Saji Thomas - UCAN - Thu, Nov 23rd 2017

Many repeated several stories of how the nun helped them get away from poverty, exploitation and bonded labor

Murdered Clarist nun who worked for tribals beatified in India
Some 16,000 people took part in the beatification ceremony of a Catholic nun murdered 22 years ago in central India Nov. 4, putting her on the path to become India's first saint who is both a woman and a martyr.  

All four Indian cardinals, scores of bishops and thousands of nuns joined the ceremonies led by Cardinal Angelo Amato, special representative of Pope Francis to declare Servant of God Sister Rani Maria Vattalil a Blessed in Indore.

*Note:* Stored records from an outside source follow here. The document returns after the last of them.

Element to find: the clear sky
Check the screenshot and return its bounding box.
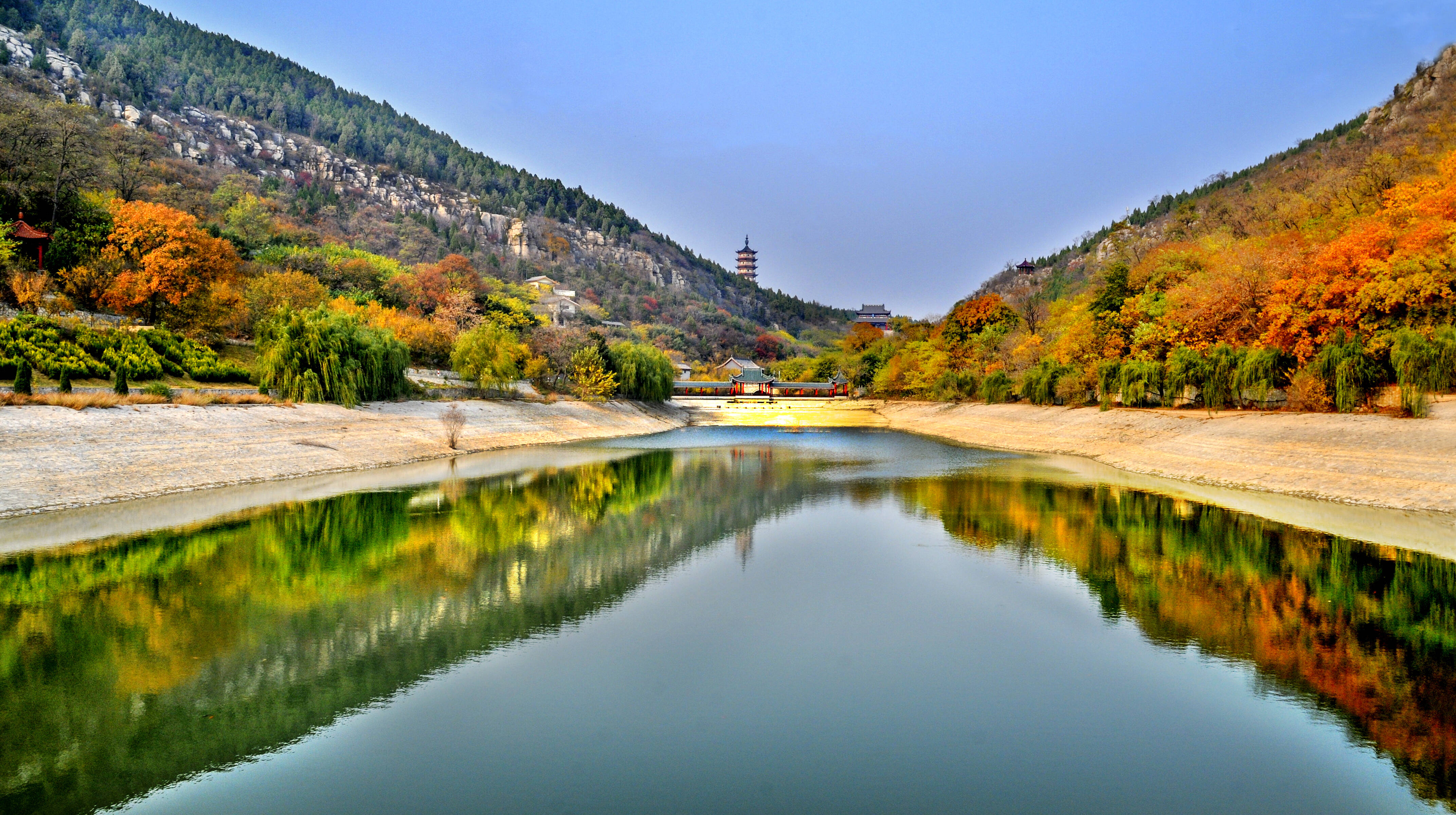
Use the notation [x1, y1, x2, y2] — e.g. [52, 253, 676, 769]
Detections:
[151, 0, 1456, 316]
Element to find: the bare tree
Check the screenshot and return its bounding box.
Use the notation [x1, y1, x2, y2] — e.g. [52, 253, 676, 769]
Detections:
[45, 102, 96, 223]
[103, 125, 162, 201]
[440, 404, 465, 450]
[1006, 284, 1047, 333]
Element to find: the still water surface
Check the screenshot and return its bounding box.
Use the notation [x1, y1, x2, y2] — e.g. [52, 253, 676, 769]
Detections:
[0, 428, 1456, 814]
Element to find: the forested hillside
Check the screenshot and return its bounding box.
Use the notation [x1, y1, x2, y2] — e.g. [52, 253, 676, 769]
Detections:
[782, 47, 1456, 415]
[0, 0, 849, 367]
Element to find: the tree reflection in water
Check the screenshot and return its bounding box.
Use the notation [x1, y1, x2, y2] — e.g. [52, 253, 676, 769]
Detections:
[0, 445, 1456, 812]
[894, 476, 1456, 805]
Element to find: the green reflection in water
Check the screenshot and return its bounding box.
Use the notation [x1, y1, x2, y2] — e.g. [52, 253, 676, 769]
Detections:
[0, 445, 1456, 812]
[0, 451, 815, 812]
[896, 476, 1456, 806]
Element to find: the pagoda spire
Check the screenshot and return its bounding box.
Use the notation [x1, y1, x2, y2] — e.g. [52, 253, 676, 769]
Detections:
[738, 234, 759, 281]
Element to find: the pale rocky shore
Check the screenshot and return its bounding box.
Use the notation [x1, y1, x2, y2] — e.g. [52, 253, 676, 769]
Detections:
[0, 399, 1456, 547]
[0, 400, 687, 518]
[877, 397, 1456, 512]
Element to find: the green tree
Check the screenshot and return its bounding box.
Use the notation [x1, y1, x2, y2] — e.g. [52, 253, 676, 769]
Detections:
[12, 357, 31, 396]
[1310, 329, 1378, 413]
[450, 323, 530, 393]
[607, 342, 674, 402]
[258, 306, 409, 408]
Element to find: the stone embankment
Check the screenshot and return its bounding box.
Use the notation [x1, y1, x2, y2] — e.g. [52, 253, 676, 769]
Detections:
[0, 400, 687, 518]
[878, 397, 1456, 512]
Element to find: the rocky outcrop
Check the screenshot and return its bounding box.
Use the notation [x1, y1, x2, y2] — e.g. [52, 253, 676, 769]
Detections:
[1361, 45, 1456, 135]
[0, 26, 86, 80]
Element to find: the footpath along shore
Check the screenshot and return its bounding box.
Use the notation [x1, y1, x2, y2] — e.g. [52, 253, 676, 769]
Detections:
[875, 397, 1456, 512]
[0, 397, 1456, 518]
[0, 400, 687, 518]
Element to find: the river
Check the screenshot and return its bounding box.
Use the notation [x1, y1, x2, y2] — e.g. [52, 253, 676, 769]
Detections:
[0, 428, 1456, 814]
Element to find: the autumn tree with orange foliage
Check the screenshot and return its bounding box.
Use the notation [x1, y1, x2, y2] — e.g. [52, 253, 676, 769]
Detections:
[843, 323, 885, 354]
[97, 199, 239, 330]
[930, 294, 1019, 368]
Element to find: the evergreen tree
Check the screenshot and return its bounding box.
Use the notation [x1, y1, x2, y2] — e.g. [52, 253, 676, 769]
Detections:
[13, 357, 31, 396]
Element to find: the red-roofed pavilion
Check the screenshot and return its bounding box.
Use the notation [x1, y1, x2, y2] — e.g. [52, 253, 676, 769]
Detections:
[10, 221, 51, 269]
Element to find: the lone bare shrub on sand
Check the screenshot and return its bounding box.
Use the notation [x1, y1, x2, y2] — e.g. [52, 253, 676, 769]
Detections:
[440, 404, 465, 450]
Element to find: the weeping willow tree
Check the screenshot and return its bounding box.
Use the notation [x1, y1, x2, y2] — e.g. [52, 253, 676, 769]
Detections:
[1310, 329, 1379, 413]
[1390, 329, 1439, 416]
[930, 371, 980, 402]
[607, 342, 674, 402]
[1118, 360, 1163, 408]
[981, 371, 1010, 404]
[1021, 357, 1067, 404]
[1238, 348, 1289, 408]
[258, 306, 409, 408]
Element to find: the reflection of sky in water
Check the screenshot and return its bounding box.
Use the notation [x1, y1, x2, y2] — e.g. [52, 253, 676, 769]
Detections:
[11, 428, 1456, 815]
[584, 427, 1022, 479]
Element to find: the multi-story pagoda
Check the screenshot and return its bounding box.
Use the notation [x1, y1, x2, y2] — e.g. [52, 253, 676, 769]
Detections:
[738, 236, 759, 281]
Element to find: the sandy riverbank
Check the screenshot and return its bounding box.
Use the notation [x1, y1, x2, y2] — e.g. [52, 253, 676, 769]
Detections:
[877, 399, 1456, 512]
[0, 400, 687, 518]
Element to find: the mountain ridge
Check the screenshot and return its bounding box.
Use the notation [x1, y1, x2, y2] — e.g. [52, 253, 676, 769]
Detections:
[0, 0, 852, 358]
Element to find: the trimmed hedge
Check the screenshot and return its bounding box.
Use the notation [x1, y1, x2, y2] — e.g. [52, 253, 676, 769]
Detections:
[0, 314, 250, 381]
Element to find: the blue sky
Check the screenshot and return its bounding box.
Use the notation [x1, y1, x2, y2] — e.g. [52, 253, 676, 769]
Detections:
[151, 0, 1456, 316]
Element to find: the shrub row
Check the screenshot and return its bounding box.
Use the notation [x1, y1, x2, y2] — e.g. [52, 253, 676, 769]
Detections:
[0, 314, 249, 381]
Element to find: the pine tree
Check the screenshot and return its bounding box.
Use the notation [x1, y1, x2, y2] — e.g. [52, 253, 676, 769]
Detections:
[13, 357, 31, 396]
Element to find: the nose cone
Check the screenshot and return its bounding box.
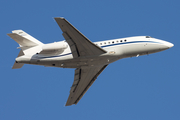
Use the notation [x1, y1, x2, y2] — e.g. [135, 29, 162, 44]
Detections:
[166, 42, 174, 48]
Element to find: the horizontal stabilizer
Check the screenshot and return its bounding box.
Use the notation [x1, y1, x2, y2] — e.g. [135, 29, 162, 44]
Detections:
[7, 30, 43, 47]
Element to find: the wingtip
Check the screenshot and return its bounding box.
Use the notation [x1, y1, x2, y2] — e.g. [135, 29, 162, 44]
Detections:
[54, 17, 65, 20]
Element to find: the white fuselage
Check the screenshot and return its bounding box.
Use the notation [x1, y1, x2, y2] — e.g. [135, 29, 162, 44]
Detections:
[16, 36, 173, 68]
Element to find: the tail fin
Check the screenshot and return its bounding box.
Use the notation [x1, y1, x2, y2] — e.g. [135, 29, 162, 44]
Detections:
[7, 30, 43, 47]
[7, 30, 43, 69]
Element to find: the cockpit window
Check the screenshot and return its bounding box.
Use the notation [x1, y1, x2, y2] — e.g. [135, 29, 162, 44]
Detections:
[146, 36, 152, 38]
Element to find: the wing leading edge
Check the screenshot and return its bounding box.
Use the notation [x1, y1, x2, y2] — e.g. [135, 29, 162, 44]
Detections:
[66, 65, 107, 106]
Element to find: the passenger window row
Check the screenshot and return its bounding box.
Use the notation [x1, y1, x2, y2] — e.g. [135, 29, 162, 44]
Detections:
[96, 40, 127, 46]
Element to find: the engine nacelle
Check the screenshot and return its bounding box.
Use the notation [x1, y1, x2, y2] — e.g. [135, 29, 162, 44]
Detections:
[39, 41, 68, 55]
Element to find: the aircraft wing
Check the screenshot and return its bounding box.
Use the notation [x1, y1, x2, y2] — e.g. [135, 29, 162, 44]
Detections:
[66, 65, 107, 106]
[54, 17, 106, 58]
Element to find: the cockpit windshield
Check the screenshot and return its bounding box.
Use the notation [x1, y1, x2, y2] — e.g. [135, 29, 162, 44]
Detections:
[146, 36, 152, 38]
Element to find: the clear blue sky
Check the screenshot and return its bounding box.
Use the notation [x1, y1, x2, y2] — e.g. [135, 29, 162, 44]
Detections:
[0, 0, 180, 120]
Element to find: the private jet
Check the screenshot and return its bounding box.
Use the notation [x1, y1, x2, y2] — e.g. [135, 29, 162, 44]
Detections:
[7, 17, 174, 106]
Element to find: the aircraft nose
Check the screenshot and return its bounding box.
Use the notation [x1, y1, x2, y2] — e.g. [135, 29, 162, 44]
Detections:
[166, 42, 174, 48]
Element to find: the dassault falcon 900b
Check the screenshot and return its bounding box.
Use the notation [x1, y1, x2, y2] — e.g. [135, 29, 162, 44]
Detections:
[7, 17, 174, 106]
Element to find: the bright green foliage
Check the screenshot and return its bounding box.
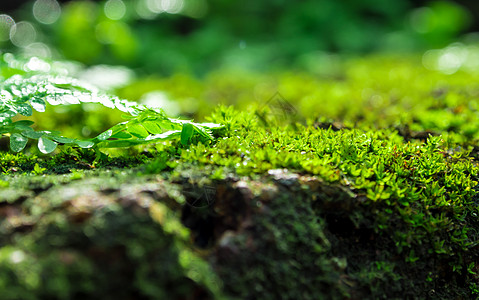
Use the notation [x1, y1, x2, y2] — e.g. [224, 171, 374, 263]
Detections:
[0, 52, 479, 299]
[0, 58, 219, 153]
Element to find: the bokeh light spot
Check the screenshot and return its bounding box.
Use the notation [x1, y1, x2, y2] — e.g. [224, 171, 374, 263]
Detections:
[33, 0, 62, 24]
[0, 15, 15, 42]
[160, 0, 185, 14]
[22, 43, 52, 58]
[10, 21, 37, 47]
[104, 0, 126, 20]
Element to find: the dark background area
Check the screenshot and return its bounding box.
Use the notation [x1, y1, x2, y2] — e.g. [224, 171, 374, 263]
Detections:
[0, 0, 479, 75]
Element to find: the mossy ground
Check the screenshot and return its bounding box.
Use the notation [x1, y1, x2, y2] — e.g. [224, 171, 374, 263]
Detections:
[0, 57, 479, 299]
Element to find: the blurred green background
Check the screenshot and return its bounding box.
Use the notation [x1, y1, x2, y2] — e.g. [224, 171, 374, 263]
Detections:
[0, 0, 478, 75]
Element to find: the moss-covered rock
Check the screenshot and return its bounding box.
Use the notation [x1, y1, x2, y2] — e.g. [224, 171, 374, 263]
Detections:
[0, 51, 479, 299]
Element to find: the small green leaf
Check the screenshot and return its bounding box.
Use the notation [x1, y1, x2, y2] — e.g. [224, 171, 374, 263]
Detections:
[181, 123, 194, 146]
[127, 124, 149, 138]
[10, 133, 28, 152]
[12, 120, 35, 127]
[96, 129, 113, 141]
[38, 136, 57, 154]
[75, 141, 95, 148]
[15, 103, 33, 117]
[50, 136, 75, 144]
[141, 121, 163, 134]
[111, 131, 132, 139]
[22, 129, 43, 139]
[31, 98, 46, 112]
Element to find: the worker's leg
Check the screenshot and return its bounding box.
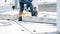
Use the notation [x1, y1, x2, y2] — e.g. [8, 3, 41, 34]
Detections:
[27, 3, 35, 16]
[19, 2, 24, 16]
[19, 2, 24, 21]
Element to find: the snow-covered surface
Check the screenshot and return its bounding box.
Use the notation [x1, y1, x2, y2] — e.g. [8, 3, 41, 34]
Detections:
[0, 20, 57, 34]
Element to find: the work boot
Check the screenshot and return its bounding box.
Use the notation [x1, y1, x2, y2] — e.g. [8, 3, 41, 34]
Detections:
[19, 12, 24, 16]
[18, 16, 22, 21]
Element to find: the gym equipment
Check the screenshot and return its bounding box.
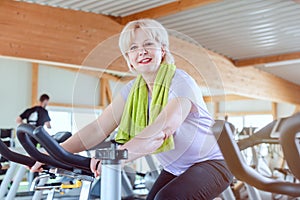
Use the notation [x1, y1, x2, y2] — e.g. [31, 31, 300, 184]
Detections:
[0, 124, 71, 200]
[18, 127, 127, 200]
[0, 131, 47, 200]
[212, 120, 300, 197]
[277, 113, 300, 180]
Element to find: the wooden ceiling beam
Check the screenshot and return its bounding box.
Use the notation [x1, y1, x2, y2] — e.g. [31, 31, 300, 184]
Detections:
[0, 0, 300, 104]
[233, 52, 300, 67]
[203, 94, 253, 103]
[114, 0, 220, 25]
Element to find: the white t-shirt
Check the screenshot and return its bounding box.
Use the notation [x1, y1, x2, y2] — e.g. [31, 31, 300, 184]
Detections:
[121, 69, 224, 176]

Nuns of indigenous Franciscan Clarist congregation join other pilgrims to pray at tomb of Blessed Sister Rani Maria at Udainagar in Dewas district in Madhya Pradesh on Nov. 5, a day after she was declared Blessed at a function in Indore city. (Photo by Saji Thomas/ucanews.com) 

The nun from the locally founded Franciscan Clarist congregation in India through her life and death realized two beatitudes — Blessed are those who hunger and thirst for justice, for they shall be satisfied … Blessed are those who are persecuted for the sake of justice, for the kingdom of heaven is theirs, Cardinal Amato said during Mass.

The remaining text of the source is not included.